In the last 24 hours, I ran a simple probe across the subdomains of major SaaS companies. I wasn't looking for complex integrations or announced partnerships. I just checked one specific path: mcp.domain.com/mcp.
The results are staggering.
Without any major press releases, the following companies have already deployed live Model Context Protocol (MCP) servers at that exact endpoint:
- Productivity & Design: Asana, Miro, Figma, Notion
- Communication: Slack
- DevOps & Cloud: Cloudflare, Vercel, Heroku, New Relic, Supabase
- Work Management: Monday.com, ClickUp, Airtable
- Customer Support: Intercom
- Storage: Box, Dropbox
The mcp.domain.com/mcp Convention
This isn't a coincidence. It's a silent consensus.

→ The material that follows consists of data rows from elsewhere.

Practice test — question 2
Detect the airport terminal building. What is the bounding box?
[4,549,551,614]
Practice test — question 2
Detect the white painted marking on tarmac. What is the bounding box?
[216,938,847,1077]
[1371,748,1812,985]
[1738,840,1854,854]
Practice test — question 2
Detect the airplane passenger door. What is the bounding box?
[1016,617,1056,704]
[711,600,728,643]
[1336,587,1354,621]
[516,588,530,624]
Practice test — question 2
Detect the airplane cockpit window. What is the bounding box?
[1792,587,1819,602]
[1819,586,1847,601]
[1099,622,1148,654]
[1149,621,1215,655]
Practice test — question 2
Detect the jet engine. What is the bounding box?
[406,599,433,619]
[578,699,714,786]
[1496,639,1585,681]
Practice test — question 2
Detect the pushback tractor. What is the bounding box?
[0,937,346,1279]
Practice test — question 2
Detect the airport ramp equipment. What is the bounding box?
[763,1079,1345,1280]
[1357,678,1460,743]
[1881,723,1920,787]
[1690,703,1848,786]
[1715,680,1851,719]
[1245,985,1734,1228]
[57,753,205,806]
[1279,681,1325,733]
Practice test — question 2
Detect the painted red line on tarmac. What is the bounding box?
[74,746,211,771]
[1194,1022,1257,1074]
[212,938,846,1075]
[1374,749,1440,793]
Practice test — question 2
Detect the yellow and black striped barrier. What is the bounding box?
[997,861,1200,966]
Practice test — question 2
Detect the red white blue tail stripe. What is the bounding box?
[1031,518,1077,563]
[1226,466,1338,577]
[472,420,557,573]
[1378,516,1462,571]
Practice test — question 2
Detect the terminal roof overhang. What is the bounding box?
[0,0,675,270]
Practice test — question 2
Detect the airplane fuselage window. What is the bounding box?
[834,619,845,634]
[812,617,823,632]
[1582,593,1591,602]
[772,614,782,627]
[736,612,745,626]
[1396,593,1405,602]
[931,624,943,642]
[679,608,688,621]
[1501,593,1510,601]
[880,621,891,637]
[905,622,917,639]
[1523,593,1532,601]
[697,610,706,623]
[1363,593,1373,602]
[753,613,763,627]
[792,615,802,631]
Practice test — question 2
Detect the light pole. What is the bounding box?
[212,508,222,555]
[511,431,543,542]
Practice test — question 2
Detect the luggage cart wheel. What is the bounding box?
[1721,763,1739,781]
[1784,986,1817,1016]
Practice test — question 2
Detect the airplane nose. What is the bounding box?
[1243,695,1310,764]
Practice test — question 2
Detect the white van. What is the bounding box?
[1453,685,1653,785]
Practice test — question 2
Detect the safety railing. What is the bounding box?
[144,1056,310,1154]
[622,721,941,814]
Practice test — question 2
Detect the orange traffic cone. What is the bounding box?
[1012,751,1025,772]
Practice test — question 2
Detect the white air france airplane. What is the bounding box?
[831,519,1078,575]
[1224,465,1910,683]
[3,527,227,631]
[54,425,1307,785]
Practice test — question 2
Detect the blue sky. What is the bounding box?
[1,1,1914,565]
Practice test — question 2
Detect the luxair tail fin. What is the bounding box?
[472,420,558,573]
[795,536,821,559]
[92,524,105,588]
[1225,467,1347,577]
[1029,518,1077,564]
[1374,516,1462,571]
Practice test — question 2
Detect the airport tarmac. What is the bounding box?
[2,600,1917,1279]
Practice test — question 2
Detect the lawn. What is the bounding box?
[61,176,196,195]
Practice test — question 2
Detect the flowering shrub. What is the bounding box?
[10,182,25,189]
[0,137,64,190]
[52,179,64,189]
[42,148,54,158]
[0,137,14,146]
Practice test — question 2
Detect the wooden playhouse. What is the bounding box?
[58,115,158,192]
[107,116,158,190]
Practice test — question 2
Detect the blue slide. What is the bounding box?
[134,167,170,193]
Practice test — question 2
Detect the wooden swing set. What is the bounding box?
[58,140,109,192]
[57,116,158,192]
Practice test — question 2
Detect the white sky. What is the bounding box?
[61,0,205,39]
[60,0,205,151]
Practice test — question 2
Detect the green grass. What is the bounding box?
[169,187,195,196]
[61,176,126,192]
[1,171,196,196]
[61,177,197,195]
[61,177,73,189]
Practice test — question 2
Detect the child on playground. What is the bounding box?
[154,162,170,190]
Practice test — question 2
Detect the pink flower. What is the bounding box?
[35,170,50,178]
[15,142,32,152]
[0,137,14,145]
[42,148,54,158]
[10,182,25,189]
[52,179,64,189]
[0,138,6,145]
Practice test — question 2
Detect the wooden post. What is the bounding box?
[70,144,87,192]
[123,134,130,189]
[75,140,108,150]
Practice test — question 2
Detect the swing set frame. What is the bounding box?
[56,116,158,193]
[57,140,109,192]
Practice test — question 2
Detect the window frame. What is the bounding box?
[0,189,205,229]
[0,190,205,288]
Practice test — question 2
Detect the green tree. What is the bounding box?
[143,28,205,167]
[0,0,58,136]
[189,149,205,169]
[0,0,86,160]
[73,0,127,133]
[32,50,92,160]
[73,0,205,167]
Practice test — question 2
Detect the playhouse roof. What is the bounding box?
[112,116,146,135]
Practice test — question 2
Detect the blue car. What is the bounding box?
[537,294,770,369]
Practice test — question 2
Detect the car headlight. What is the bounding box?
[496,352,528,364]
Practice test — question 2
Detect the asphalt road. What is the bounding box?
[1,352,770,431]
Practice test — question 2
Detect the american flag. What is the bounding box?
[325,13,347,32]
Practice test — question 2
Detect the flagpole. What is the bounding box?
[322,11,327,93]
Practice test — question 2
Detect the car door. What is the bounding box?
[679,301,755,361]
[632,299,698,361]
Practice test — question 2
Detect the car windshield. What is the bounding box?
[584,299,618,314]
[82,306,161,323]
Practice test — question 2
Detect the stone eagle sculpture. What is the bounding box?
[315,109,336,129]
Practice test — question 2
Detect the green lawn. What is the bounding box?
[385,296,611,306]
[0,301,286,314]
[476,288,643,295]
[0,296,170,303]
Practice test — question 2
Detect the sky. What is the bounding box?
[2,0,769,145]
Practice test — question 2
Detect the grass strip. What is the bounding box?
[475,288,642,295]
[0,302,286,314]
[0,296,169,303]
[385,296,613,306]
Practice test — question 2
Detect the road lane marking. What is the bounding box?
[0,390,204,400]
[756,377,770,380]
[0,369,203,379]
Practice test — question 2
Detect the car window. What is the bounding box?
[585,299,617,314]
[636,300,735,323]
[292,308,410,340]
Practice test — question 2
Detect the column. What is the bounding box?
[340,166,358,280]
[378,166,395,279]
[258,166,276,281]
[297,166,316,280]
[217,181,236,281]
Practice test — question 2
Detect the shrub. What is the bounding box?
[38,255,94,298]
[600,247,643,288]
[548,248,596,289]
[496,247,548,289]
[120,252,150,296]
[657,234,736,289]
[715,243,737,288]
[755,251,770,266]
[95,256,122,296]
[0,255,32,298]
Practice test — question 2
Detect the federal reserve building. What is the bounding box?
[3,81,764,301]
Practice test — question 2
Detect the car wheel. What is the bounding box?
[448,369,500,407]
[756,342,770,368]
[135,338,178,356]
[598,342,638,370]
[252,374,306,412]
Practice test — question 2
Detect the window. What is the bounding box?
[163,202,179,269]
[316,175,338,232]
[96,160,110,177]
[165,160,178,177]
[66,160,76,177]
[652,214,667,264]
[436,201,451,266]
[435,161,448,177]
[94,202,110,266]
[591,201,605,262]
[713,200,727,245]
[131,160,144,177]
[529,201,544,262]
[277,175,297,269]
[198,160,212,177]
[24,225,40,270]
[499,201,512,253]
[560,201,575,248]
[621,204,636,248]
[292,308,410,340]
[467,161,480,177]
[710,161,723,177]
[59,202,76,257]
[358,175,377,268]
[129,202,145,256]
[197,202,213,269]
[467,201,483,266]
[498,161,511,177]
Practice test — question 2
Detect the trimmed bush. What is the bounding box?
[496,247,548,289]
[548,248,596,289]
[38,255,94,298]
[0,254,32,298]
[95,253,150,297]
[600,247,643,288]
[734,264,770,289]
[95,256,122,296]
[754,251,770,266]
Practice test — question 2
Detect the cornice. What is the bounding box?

When a new protocol emerges, there's usually a chaotic period of fragmented implementations. Some companies use /api/v1/mcp, others use agent.domain.com, and some bury it deep within their existing REST API structures.
But MCP is different. The industry has rapidly converged on a dedicated subdomain (mcp.) and a dedicated path (/mcp or /sse).
Why? Because MCP isn't just another API endpoint. It's a fundamentally different way of exposing capabilities. It requires different rate limiting, different authentication flows (often OAuth with specific scopes for AI agents), and different infrastructure to handle long-lived Server-Sent Events (SSE) connections.
The Security Implications
Almost all of these newly discovered endpoints correctly return a 401 Unauthorized or 402 Payment Required when probed without credentials. They are properly secured.
However, the fact that they exist at predictable URLs means that the attack surface for AI agents is now standardized. If an attacker wants to find where a company's AI integration lives, they don't need to read the documentation. They just need to ping mcp.domain.com/mcp.
Furthermore, my scans revealed that mcp.airtable.com/mcp currently returns a 200 OK without authentication (though it exposes 0 tools). This highlights the risk: as companies rush to deploy these standardized endpoints, misconfigurations are inevitable.
The Agentic Web is Here
We are no longer waiting for the "Agentic Web" to arrive. It's already been deployed. The infrastructure is live, sitting quietly on the subdomains of the tools you use every day, waiting for the right AI agent to connect.
The standard has been set. If you are building a SaaS product in 2026, you don't need to wonder where to put your MCP server. The industry has already decided for you.